Trekkies will no doubt remember the classic "Next Generation" episode "The Chase," which first introduced the extinct race known as the Progenitors. Responsible for seeding humanoid life throughout the galaxy, these ancient beings were meant as an in-universe explanation for why almost every alien race encountered by Starfleet looked mostly like, well, ourselves ... give or take a few random ridges on foreheads and such. This also had the side effect of linking even the biggest enemies — humans, Romulans, Cardassians, and even Klingons alike — on a foundational genetic level.
"The Next Generation" mostly breezes past this revelation and reverts to business as usual in later episodes, despite the startling implications, so leave it to "Discovery" to pick up this major dangling thread and weave it into the fabric of this new season. At the season 5 world premiere, producer Michelle Paradise addressed why the show's creatives went back to this storyline in particular.
'Huge ideas and huge themes'
How do you raise the stakes even higher than the time-traveling shenanigans of "Discovery" season 2, the mysterious dilithium "Burn" of season 3 that caused the breakdown of Starfleet, and the impossibly advanced species of extraterrestrials that put the entire galaxy at risk in season 4? Well, going all the way back to the origin of life as we know it is definitely one way to get the job done and end things with a bang.
It took until the closing moments of the season 5 premiere for the full picture (or part of it, at least) to round into shape, but what a twist it is! As it turns out, the pair of scavengers who absconded with an item of top priority to Starfleet couldn't have possibly picked a more important piece of "Trek" lore: the leftover Progenitor tech that helped them create humanoid life in the first place. So why tie things back to that underrated "The Next Generation" episode, of all things? At the SXSW premiere of "Discovery," producer Michelle Paradise had this to say:
"'The Chase' is an episode that had stuck with many of us because it addresses such huge ideas and huge themes. Where do we come from, the creation of life. And then it was this one episode, and then that was it [...] And it just left us with many, many questions."
That's putting it mildly. Even for a sci-fi franchise like "Star Trek," those are some incredibly heady ideas to attempt to tackle. It's one thing for a random episode in the early 1990s to suddenly establish such a massive change to canon. It's quite another for "Discovery" to double down. According to Paradise, however, this was done with character and theme in mind.
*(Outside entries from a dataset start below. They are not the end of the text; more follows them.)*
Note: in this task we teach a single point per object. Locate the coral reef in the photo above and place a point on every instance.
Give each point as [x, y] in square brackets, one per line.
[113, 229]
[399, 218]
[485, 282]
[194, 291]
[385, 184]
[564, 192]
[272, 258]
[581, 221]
Tackling the big questions
Arguably more than any other ongoing series, "Discovery" has always worn its heart on its sleeve. That doesn't appear to be changing in season 5, but it's only fitting that the final adventure for this cast digs deeper into the psyches of the characters than it ever has before. The biggest question on the minds of the creative team, as it turns out, revolved around ideas of meaning and purpose for Burnham, Saru, and all the rest. According to Michelle Paradise, those are existential topics that translate naturally from the events of "The Chase," set hundreds and hundreds of years before the future timeline of this current season of "Discovery." She went on to say:
"And so when we were thinking about this season in particular and what we were going to be doing thematically and our characters looking at questions of meaning, questions of purpose. It felt like that was a really great place to go back to as a launching point for this adventure and that it was going to have that resonance."
For a crew that's been stranded in the future and cut off from everyone they used to know, these are poignant issues that previous seasons of "Discovery" have sought to explore. After having rebuilt Starfleet to something close to its former glory and putting the officers of the Discovery through the wringer, the rest of season 5 is now primed and ready to push these characters where they have never gone before.
New episodes of "Star Trek: Discovery" season 5 premiere on Paramount+ every Thursday.